If the wisdom of a retail age before the internet is to be believed, summer is the season when consumers can’t help but get into their cars and head out on the roads to splurge in whatever way strikes their fancy. While there’s probably less truth to that belief now that eCommerce has made shopping from home a year-round activity, a handful of retailers — like those that made this week’s Chapter 11 Watch — have to be hoping that higher temperatures and sunnier days do at least a little something for their bottom lines.
It was a slow week for retail death rattles on one side of the Atlantic as a big swath of the sector is still dealing with the developing fallout from Sports Authority’s precipitous demise, but much like the jet stream that carries storms from North America to Europe, it seems as if retail troubles in the U.S. have been picked up and deposited on the shoulders of brands in Merry Old England.
After a lengthy period stuck in administration, the U.K.’s equivalent of Chapter 11 protections, department store chain BHS has announced that its failure to locate a qualified buyer for its troubled assets leaves it one way out: liquidation. Not only will the brand’s remaining stores and stock be chopped up and sold off to make good on debts to suppliers-turned-creditors, but as many as 8,000 in-store employees will soon find themselves out of work — plus an additional 3,000 workers who weren’t BHS employees but relied on the retailer’s operations for their livings.

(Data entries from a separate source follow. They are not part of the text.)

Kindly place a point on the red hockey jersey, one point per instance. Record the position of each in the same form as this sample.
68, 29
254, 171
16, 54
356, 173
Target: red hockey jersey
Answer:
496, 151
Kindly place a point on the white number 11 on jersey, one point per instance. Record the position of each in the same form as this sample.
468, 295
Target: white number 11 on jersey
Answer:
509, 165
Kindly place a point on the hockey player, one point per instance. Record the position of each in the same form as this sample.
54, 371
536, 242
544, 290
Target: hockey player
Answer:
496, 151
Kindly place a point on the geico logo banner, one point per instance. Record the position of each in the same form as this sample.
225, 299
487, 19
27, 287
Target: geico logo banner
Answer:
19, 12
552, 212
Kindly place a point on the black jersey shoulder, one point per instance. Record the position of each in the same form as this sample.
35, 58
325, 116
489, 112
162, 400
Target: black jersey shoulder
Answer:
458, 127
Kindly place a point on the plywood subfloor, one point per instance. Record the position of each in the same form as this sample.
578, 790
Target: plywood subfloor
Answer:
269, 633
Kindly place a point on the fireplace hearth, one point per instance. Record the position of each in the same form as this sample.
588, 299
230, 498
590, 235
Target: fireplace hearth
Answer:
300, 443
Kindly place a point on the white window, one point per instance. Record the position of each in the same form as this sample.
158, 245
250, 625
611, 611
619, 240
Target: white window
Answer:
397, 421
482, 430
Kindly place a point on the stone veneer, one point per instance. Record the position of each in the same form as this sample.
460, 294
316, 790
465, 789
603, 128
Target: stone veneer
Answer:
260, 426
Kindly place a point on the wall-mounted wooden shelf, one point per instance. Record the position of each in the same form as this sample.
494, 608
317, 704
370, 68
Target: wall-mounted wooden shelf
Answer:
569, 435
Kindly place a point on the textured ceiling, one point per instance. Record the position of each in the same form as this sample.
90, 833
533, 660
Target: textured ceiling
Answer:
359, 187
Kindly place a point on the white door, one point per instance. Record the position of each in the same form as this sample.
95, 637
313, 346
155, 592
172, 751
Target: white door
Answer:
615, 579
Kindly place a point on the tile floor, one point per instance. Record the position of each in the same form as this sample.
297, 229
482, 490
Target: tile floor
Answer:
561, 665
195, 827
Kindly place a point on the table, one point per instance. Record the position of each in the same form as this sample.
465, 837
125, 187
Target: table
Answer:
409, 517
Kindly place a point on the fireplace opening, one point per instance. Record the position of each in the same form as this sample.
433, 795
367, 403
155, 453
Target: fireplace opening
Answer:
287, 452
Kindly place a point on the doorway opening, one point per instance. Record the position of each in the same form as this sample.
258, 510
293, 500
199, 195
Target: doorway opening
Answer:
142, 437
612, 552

More troubling, said Philip Duffy, joint administrator of the BHS bid, was the market forces that seemed to push BHS toward its inevitable liquidated fate.
“The British High Street is changing, and in these turbulent times for retailers, BHS has fallen as another victim of the seismic shifts we are seeing,” Duffy said. “The tireless work and goodwill of the existing management team and employees of BHS, with the support of my team, were not enough to change the fortunes of the company.”
It’s sure to be a bitter pill to swallow — much more so than anything served up in a London pub.
BHS may have the indignity of making the biggest splash on the store closure front over the past week, but it wasn’t the only one to shutter once-thriving locations. While BHS’ decision was made out of financial necessity, though, Ralph Lauren‘s choice to close 50 high-end shops is more of a course correction than a last-gasp effort.
Constituting about 10 percent of Ralph Lauren’s brick-and-mortar footprint, CEO Stefan Larsson told The Wall Street Journal that these high-margin locations weren’t producing for what they cost to keep, and along with corporate restructuring that could have about 8 percent of full-time employees shown the door, Larsson hopes the moves are enough to help its core brands — Ralph Lauren, Polo and Lauren — regain the prominence they once enjoyed.
“Our performance has been disappointing over the last three years, and it doesn’t match the strength of the brand,” Larsson said.
Only time will tell if fewer physical store fronts will help the company that’s battling against nimbler fast-fashion merchants and the ever-growing spate of online boutiques that won’t ever have to pay for or close a store in their inanimate lives.
In relation to the thousands potentially at risk of losing their jobs in the BHS meltdown and the Ralph Lauren shakeup, Keurig and Amazon are not kicking near that many employees to the curb. However, the small number they did show the door last week led to some interesting insights.
First, Keurig’s decision to discontinue production of its cold-brewing soda machine — aptly named Kold — is expected to land approximately 100 employees in its Vermont-based corporate headquarters out of work. The move comes just a few short months after the Kold machine launched in Sept. 2015, and at $369.99 a pop — pun intended, though the soda K-Cups required for the machine also cost more than $1 a piece — the cumbersome brewing appliance never gained the traction necessary to make itself a viable product.
Amazon also took some hard looks at the way it does business, particularly in the method its contractors use to make one-hour and same-day deliveries in urban areas. The Seattle Times reported that Fleetfoot, an Amazon contractor, laid off about 40 bike messengers as word came down from corporate that the eCommerce giant would only be accepting cars as a delivery format moving forward. Citing a desire to have more uniform delivery experiences, Amazon and Fleetfoot nixed pedal-powered couriers in the Emerald City, which could have implications in other cities moving forward.
Fleetfoot did express hope “that a week or two without our services will cause them to reconsider and ask us back,” but Amazon isn’t usually one to rethink the decisions it makes when speedy deliveries hang in the balance.